Friday, November 25, 2011

Modified - body piercing


Body piercing has become a significant trend in Western culture. Ear came into practice in the early 1980s, when the modern drilling techniques were invented and becomes toilet. Western culture has not had a history or tradition of body piercing, is regarded by many as the rebellion teenage girls and adolescents as a modification of the significant, ritual body with a cult following, contributing to a sense of belonging. Body art scene began on the West Coast, and now many children and adults can be seen everywhere in the world with rings of nose, eyebrows and lip piercings and stretched earrings. Another facet of body piercing set called piercing is done only for the sensation to be drilled holes in the body is purely for ornament and aesthetic and permanent.

Piercing has its origins 4,000 years, the Middle East, and references to 'Shanf' (nose ring) are recorded in the body. Traditionally, this practice is considered in the African Beja and Berber tribes and among the Bedouin of the Middle East, the wealth and status on a woman's marriage.

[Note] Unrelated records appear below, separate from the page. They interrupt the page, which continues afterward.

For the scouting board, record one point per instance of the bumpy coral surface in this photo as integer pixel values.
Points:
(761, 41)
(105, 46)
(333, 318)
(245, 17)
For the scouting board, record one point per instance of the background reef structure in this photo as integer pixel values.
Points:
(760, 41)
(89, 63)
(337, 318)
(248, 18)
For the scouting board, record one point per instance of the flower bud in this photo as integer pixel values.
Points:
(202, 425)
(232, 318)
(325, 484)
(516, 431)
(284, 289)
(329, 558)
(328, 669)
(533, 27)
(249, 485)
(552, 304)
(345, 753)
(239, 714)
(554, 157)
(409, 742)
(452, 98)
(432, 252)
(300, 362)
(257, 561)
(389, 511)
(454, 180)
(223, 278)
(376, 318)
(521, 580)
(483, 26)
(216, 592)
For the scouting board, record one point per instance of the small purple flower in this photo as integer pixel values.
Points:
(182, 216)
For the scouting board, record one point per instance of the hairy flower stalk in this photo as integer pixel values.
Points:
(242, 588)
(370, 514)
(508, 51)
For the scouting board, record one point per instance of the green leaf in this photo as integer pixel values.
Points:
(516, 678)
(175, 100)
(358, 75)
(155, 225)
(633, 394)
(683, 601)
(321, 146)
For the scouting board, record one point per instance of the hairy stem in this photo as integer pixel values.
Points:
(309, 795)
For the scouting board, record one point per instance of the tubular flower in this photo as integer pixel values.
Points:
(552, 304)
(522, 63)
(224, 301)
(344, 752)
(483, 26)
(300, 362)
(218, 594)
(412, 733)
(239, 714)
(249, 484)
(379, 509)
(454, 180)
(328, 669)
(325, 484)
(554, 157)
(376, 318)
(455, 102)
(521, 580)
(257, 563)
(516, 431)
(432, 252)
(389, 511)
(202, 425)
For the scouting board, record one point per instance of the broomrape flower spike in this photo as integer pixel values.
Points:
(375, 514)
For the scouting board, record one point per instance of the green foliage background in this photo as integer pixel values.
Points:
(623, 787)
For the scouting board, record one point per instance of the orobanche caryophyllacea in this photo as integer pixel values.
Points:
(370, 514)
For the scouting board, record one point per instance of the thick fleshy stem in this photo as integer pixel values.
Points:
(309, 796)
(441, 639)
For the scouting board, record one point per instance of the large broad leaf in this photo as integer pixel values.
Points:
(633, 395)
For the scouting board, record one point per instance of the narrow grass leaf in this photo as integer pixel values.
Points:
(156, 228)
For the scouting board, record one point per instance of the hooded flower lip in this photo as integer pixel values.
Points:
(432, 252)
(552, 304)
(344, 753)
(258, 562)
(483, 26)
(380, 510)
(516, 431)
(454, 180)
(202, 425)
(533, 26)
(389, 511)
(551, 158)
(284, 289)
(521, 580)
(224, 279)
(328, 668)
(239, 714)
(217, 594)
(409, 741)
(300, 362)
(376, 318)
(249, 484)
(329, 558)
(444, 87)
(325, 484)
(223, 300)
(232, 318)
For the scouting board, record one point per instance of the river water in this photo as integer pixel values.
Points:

India of the 16th century, the nose piercing has become fashionable as a trend in the Middle East and the Mughal emperors. Nose of women is most commonly pierced in the left nostril in association with Ayurvedic medicinal principles relating to the female reproductive organs, allowing easier childbirth and relieve menstrual pain. The West nose piercing had just hippies travelling in India in the fascination of the 1960s with Indian culture and saw additional popularity in the movement Punk of the late 1970s as a counterculture, anti-conservative statement.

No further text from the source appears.